Hacker News new | ask | show | jobs
by ck2 5613 days ago
Yes but that's handled by hardware, not by people, and I am sure only a few critical coders handle the software performace.

WordPress.com is not as trivial as you might think http://en.wordpress.com/stats/

Certainly it's just a matter of scaling once you hit a certain level of volume, you just have to be able to bring more servers online into the grid.

Scaling from 10,000 users to 1 million is probably very hard.

Scaling from 1 million to 100 million, well you better have a pattern down that works with easy hardware replication (like google does).

4 comments

Understand that Google is continuously rewriting their infrastructure to handle increased scale. That's what they have 25k employees for.

Jeff Dean's rule of thumb is that you should build a growth factor of 10 into the design, but any more than that and you will probably have to re-architect anyway. So going from 10,000 to 1 million and 1 million to 100 million are probably roughly equivalent in difficulty.

How many of those 25k employees actually handle any of the infrastructure scaling?
A fairly large percentage of them, and many of the ones whose direct job responsibility isn't infrastructure (like me) frequently have to deal with the consequences of building for scale as they develop features.
The big difference between blog hosting and things like Twitter (or Reddit, or Digg, etc) is that blogs are independent, so adding servers scales you up linearly. When you are looking at X's blog, basically everything you see is coming from one server.

You will have to have something that deals with mapping URLs in the unified logical name space of your site to the individual servers that the particular blogs on--that's the part that you can't just throw machines at and get good results.

With the social sites, you can't isolate things easily, because what a given person sees at any time is drawn from an ever changing set of content from other users, with each viewer drawing from a different set.

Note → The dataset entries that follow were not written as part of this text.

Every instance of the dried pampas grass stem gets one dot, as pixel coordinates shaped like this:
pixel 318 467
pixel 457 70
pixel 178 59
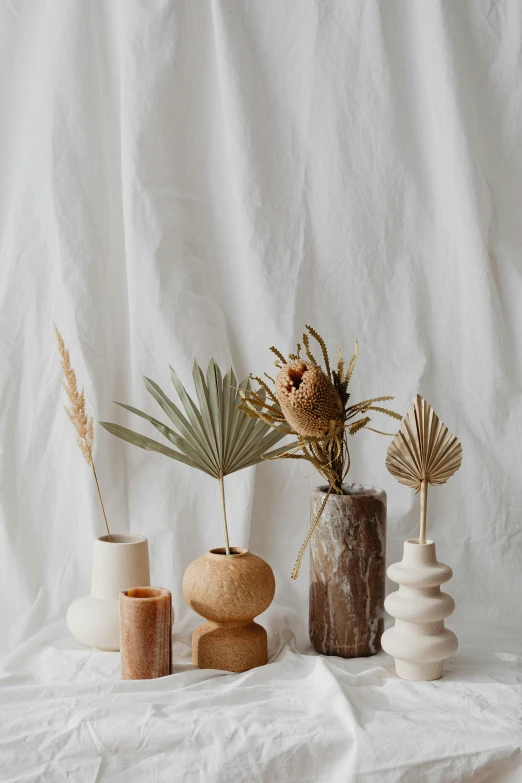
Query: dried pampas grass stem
pixel 83 424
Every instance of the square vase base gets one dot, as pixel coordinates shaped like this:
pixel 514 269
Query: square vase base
pixel 418 672
pixel 232 648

Based on the stats on the site, I calculate that Wordpress.com is averaging about 10 writes and around 8800 reads per second.

edit: Correction, ~880 reads per second.

Looking at the posts per day detail I think it's more like 30 per second with bursts that probably go to twice that, while nighttime is idle depending on timezones.

But I agree it's a fraction of 7k/sec peak for twitter.

However, twitter does not have to parse html, has no plugins to execute or templates, and has a max string length of 140 characters which is trivial.

Each post/comment published on wp.com takes many, many more cpu cycles than twitter.

I agree that Wordpress requires far more CPU time (I run a network of Wordpress blogs).

My figures: 900,000 transactions (500,000 posts + 400,000 comments) / 86,400 seconds per day:

~= 10 transactions per second on average, though like twitter, activity probably has a power law distribution corresponding with US daylight hours.

Reads: 2.3 billion / month Suppose a 30-day month, that's 86,400*30 or 2,592,000 seconds per month.

2,300,000,000 / 2,592,000 ~= 887 pageviews per second.

I was incorrect by an order of magnitude, though the same uneven traffic patterns caveat applies.